Accepting fate, Edward Snowden willing to go to prison to return home

World

Accepting fate, Edward Snowden willing to go to prison to return home

Edward Snowden says he has offered to return to the United States and go to jail for leaking details of National Security Agency programs to intercept electronic communications data on a vast scale. The former NSA contractor flew to Moscow two years ago after revealing information about the previously secret eavesdropping powers, and faces U.S. charges that could land him in prison for up to 30 years. Snowden told the BBC that he’d “volunteered to go to prison with the government many times,” but had not received a formal plea-deal offer. In an interview broadcast Monday on the BBC’s “Panorama” program, Snowden said he and his lawyers were waiting for U.S. officials “to call us back.”

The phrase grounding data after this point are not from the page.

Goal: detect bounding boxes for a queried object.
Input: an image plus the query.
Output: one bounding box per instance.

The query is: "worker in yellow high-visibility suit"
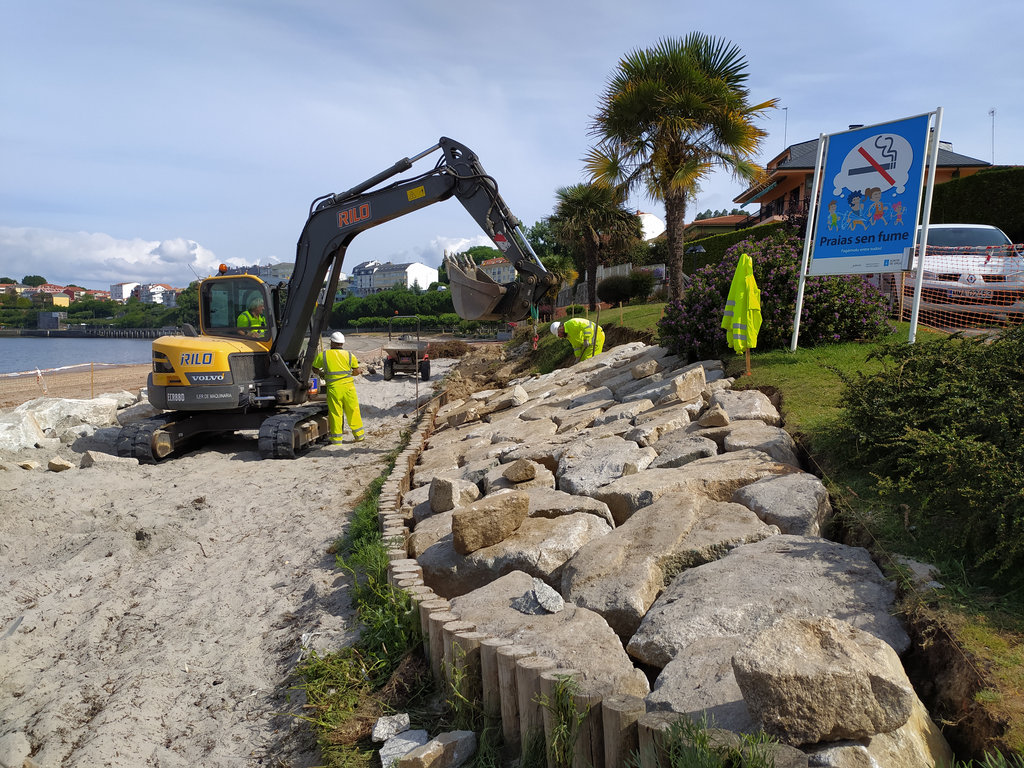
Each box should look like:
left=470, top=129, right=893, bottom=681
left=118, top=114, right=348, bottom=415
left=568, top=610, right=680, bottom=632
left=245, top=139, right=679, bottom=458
left=550, top=318, right=604, bottom=362
left=312, top=332, right=364, bottom=445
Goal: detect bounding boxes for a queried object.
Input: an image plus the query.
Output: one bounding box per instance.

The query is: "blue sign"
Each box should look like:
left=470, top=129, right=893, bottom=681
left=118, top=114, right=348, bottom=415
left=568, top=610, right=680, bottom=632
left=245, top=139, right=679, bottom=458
left=809, top=114, right=930, bottom=275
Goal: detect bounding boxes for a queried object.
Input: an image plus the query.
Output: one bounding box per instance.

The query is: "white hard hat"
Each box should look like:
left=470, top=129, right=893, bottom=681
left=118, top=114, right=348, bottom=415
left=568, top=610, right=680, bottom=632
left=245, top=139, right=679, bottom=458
left=550, top=321, right=561, bottom=337
left=330, top=331, right=345, bottom=345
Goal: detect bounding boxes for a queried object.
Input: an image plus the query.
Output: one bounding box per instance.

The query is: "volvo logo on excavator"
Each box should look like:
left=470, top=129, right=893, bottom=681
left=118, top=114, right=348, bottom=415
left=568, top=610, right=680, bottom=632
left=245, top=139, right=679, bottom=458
left=338, top=203, right=371, bottom=229
left=185, top=371, right=229, bottom=384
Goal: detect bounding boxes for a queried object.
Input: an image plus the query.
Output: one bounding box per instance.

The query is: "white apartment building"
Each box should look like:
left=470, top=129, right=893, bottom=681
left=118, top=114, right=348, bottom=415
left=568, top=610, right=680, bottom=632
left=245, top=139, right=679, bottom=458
left=371, top=262, right=437, bottom=293
left=350, top=260, right=382, bottom=297
left=109, top=282, right=140, bottom=302
left=349, top=261, right=438, bottom=296
left=139, top=283, right=178, bottom=306
left=479, top=257, right=515, bottom=285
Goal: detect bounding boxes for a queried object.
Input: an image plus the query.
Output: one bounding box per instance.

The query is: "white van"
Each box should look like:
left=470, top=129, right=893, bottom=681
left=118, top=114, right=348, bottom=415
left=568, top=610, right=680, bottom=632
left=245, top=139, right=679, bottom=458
left=912, top=224, right=1023, bottom=311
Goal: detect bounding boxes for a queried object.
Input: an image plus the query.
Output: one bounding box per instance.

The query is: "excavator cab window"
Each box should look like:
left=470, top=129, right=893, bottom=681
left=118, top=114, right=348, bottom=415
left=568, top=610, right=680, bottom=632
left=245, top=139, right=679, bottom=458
left=199, top=276, right=271, bottom=341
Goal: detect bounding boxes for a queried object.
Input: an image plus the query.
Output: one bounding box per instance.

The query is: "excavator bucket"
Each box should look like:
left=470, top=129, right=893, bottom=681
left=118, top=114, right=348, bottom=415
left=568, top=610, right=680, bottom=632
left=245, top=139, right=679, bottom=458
left=445, top=253, right=507, bottom=322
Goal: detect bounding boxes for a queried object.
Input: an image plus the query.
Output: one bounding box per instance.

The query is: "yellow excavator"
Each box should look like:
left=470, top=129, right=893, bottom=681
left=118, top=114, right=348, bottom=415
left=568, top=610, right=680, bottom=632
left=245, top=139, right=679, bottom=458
left=115, top=137, right=556, bottom=462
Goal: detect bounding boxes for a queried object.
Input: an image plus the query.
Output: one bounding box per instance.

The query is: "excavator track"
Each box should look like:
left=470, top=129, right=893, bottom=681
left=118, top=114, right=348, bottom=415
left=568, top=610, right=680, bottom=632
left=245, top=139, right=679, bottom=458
left=115, top=413, right=188, bottom=464
left=115, top=408, right=304, bottom=463
left=257, top=405, right=330, bottom=459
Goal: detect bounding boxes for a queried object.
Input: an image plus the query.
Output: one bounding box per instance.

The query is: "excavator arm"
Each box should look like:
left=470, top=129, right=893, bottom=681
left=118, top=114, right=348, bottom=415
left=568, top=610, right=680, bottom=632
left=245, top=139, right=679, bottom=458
left=273, top=137, right=556, bottom=387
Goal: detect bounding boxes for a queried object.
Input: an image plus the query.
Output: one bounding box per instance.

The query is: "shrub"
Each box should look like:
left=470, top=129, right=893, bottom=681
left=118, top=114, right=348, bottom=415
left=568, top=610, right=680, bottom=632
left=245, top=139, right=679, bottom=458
left=836, top=325, right=1024, bottom=588
left=657, top=231, right=891, bottom=360
left=352, top=315, right=387, bottom=329
left=438, top=312, right=461, bottom=330
left=629, top=269, right=658, bottom=302
left=597, top=275, right=634, bottom=305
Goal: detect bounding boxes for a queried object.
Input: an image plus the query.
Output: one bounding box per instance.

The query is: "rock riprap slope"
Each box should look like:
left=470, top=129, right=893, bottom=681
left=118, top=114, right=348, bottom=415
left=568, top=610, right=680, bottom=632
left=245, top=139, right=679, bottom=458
left=399, top=341, right=953, bottom=767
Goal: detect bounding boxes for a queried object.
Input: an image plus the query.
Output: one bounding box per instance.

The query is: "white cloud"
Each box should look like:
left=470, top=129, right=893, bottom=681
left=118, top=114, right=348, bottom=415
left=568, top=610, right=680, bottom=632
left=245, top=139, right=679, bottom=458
left=403, top=235, right=495, bottom=269
left=0, top=226, right=236, bottom=290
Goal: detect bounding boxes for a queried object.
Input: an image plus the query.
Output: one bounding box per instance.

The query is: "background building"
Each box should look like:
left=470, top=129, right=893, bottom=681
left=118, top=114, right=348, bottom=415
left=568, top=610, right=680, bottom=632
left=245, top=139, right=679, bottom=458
left=350, top=260, right=438, bottom=296
left=479, top=257, right=515, bottom=284
left=110, top=282, right=139, bottom=302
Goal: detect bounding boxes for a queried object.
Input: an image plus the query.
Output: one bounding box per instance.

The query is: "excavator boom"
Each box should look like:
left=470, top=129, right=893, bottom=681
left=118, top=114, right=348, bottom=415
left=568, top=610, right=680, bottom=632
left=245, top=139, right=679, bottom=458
left=278, top=137, right=555, bottom=366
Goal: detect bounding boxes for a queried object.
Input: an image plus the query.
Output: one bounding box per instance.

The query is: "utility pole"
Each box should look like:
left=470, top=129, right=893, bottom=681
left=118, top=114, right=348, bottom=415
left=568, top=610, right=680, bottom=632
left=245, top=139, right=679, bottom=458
left=782, top=106, right=789, bottom=150
left=988, top=108, right=996, bottom=164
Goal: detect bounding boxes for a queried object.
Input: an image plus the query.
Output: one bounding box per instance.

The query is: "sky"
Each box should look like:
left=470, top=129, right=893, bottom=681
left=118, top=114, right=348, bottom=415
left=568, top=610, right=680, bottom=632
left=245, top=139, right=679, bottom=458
left=2, top=0, right=1022, bottom=292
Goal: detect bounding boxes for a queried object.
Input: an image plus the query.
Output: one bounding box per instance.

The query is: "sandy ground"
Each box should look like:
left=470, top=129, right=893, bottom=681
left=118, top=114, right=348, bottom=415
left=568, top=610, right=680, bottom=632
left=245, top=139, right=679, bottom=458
left=0, top=335, right=459, bottom=768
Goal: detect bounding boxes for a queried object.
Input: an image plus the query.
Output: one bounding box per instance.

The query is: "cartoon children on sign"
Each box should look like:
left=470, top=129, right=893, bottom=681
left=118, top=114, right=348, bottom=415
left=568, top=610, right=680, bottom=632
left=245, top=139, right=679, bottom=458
left=891, top=200, right=905, bottom=226
left=845, top=190, right=868, bottom=230
left=866, top=187, right=888, bottom=226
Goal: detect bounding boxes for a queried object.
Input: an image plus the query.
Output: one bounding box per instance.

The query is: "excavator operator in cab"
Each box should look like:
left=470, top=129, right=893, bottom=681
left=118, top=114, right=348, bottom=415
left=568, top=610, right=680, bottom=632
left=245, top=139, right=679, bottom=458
left=551, top=318, right=604, bottom=363
left=237, top=295, right=267, bottom=337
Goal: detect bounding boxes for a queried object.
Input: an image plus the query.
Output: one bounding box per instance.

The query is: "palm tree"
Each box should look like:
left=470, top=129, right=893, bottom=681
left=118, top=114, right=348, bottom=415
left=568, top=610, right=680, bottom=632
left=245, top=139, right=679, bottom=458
left=548, top=183, right=643, bottom=311
left=587, top=33, right=778, bottom=302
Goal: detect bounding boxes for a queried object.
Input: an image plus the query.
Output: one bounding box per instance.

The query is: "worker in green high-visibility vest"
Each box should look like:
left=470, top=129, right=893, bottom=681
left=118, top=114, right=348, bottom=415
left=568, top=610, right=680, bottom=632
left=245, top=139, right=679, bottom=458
left=236, top=295, right=267, bottom=337
left=550, top=318, right=604, bottom=362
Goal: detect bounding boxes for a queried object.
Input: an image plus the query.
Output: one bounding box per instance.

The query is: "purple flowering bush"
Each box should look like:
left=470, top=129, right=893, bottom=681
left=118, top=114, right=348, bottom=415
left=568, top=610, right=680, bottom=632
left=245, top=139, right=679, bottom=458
left=658, top=231, right=892, bottom=360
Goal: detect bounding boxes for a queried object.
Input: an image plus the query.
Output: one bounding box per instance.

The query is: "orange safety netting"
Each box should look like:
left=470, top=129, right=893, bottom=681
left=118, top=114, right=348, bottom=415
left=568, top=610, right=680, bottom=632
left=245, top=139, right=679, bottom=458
left=878, top=242, right=1024, bottom=332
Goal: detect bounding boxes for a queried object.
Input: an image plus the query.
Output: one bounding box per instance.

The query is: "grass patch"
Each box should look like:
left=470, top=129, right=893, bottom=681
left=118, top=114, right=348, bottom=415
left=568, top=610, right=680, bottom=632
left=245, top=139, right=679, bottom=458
left=627, top=714, right=782, bottom=767
left=596, top=301, right=667, bottom=335
left=295, top=435, right=439, bottom=767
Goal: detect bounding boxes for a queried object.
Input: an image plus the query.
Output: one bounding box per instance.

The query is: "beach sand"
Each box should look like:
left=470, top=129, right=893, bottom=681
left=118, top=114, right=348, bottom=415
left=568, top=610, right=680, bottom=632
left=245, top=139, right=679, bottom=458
left=0, top=345, right=458, bottom=767
left=0, top=364, right=152, bottom=410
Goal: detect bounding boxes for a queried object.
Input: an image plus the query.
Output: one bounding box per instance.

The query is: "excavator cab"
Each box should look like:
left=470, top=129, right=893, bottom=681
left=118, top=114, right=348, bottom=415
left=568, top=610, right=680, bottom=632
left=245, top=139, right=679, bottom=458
left=199, top=274, right=274, bottom=343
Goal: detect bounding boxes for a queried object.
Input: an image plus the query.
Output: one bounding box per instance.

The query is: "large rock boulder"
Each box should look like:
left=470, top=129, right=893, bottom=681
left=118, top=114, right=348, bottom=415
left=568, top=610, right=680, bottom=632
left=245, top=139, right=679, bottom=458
left=622, top=406, right=691, bottom=448
left=556, top=435, right=656, bottom=496
left=0, top=410, right=46, bottom=453
left=420, top=513, right=611, bottom=598
left=732, top=472, right=833, bottom=537
left=591, top=450, right=793, bottom=525
left=524, top=487, right=614, bottom=527
left=591, top=399, right=655, bottom=428
left=449, top=571, right=650, bottom=698
left=648, top=431, right=718, bottom=469
left=803, top=697, right=953, bottom=768
left=409, top=511, right=453, bottom=558
left=629, top=535, right=910, bottom=670
left=720, top=420, right=800, bottom=467
left=14, top=396, right=120, bottom=431
left=482, top=461, right=555, bottom=495
left=488, top=417, right=558, bottom=446
left=561, top=491, right=777, bottom=638
left=731, top=616, right=916, bottom=745
left=709, top=389, right=781, bottom=427
left=429, top=476, right=481, bottom=514
left=452, top=491, right=530, bottom=554
left=498, top=434, right=580, bottom=474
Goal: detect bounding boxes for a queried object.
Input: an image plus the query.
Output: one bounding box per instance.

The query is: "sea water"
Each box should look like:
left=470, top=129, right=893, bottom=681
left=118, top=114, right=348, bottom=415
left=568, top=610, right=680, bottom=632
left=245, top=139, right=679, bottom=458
left=0, top=337, right=154, bottom=375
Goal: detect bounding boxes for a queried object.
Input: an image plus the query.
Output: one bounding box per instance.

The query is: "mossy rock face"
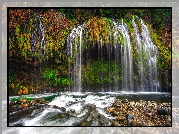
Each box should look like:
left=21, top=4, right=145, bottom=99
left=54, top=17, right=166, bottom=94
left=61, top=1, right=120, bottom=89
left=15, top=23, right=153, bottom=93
left=8, top=9, right=171, bottom=94
left=85, top=17, right=114, bottom=45
left=9, top=9, right=73, bottom=61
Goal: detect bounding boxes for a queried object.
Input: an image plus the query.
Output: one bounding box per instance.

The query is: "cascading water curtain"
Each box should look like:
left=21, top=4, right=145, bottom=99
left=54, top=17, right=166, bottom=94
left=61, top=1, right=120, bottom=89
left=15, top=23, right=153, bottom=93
left=39, top=16, right=46, bottom=57
left=132, top=16, right=160, bottom=92
left=30, top=16, right=46, bottom=57
left=113, top=20, right=134, bottom=91
left=67, top=25, right=84, bottom=92
left=67, top=17, right=159, bottom=92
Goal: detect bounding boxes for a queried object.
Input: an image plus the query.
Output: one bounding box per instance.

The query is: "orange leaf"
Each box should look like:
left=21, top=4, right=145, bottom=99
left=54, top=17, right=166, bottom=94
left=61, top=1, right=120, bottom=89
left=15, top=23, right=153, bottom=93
left=11, top=83, right=14, bottom=89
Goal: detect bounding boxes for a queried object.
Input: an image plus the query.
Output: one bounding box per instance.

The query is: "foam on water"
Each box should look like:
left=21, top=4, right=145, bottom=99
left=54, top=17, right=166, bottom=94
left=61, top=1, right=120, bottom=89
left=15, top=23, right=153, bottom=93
left=7, top=91, right=171, bottom=127
left=67, top=102, right=83, bottom=114
left=84, top=94, right=115, bottom=108
left=48, top=95, right=71, bottom=107
left=24, top=108, right=52, bottom=126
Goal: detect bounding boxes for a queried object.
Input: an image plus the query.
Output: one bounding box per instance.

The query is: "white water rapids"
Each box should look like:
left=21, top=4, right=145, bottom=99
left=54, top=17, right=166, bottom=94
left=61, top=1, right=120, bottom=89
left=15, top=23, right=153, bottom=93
left=6, top=92, right=170, bottom=127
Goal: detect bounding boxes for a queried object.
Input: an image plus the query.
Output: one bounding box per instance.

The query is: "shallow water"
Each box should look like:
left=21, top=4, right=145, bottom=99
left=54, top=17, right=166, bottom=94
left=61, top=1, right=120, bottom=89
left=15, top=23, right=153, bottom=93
left=7, top=92, right=171, bottom=127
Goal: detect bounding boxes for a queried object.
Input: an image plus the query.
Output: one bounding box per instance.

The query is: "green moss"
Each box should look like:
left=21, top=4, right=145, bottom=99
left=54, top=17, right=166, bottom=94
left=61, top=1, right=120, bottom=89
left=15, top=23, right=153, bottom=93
left=81, top=61, right=122, bottom=86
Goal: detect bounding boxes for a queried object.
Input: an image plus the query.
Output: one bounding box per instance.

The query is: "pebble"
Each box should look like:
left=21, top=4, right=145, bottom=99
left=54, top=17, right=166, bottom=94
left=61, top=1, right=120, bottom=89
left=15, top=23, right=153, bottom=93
left=145, top=112, right=152, bottom=117
left=117, top=115, right=125, bottom=121
left=105, top=99, right=171, bottom=126
left=127, top=114, right=134, bottom=121
left=9, top=98, right=49, bottom=113
left=129, top=120, right=146, bottom=126
left=123, top=99, right=128, bottom=103
left=60, top=107, right=66, bottom=112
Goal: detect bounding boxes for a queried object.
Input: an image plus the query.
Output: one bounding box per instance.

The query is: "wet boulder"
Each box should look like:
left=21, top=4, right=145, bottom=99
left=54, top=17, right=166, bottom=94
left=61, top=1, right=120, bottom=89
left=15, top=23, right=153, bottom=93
left=157, top=107, right=169, bottom=115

I have paid a price but I feel comfortable with the decisions I’ve made. If I’m gone tomorrow, I’m happy with what I had. I feel blessed.

Edward Snowden

Snowden, 32, allegedly stole up to 1.77 million NSA documents while working at two consecutive jobs for U.S. government contractors in Hawaii between March 2012 and May 2013. Earlier this year, former U.S. Attorney General Eric Holder said a plea deal with Snowden was a possibility. Snowden’s revelations about the NSA, Britain’s G.C.H.Q. and other intelligence agencies set off an international debate about spies’ powers to monitor personal communications, and about the balance between security and privacy.